Appellants also insist that it was error to grant to appellees the Bruses the relief asked by them in their cross-bill. We think this assignment of error well taken. The *529primary object of the original bill in this case was to secure partition between appellees Peter E. Kearney and Helen M. Kearney of lot i and the south half of lot 2, in block 4, of this subdivision. It involved no other property. The other relief asked by way of removing the building line restriction agreement as a cloud on their title was only incident to the main relief sought by the bill. Appellees Christene, Carl H. and Clara Erase claimed no interest in this property or rights under such agreement, nor did they seek by their cross-bill to establish any right in the property involved in the original bill. The property which they owned and in which they asked to have the court establish their rights was the north half of lot 2 and all of lot 3 in that block, which was not involved, either directly or indirectly, in this litigation. The relief, therefore, sought by the cross-bill was not germane to that sought by the original bill, and for that reason the demurrer to the cross-bill should have been sustained and the bill dismissed. For this reason we have expressed no opinion as to whether or not the provisions of the agreement of April 1, 1908, are binding upon the Erases. It was unnecessary to do so in order to decide the questions properly before us on this record.
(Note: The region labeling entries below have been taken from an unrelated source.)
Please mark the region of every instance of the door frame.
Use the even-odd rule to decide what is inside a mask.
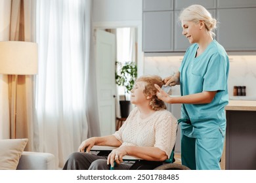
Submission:
[[[141,21],[122,22],[95,22],[93,28],[96,29],[117,29],[121,27],[135,27],[137,29],[137,68],[138,77],[144,74],[144,53],[142,52],[142,25]]]

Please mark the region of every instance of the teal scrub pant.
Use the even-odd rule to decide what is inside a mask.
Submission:
[[[224,136],[218,138],[190,138],[181,135],[181,162],[192,170],[220,170]]]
For the reasons given, the decree of the circuit court must be reversed and the cause remanded to that court, with directions to modify the decree entered so as to direct partition of the property in question between the appellants Peter F. and Helen M. Kearney, subject to the provisions of the building line restriction as established by the agreement between Heldmaier and the other parties thereto, dated April 1, 1908, and recorded on March 5, 1910, and for such other proceedings in the premises as may be necessary to carry out the views expressed in this opinion.
Reversed and remanded, with directions.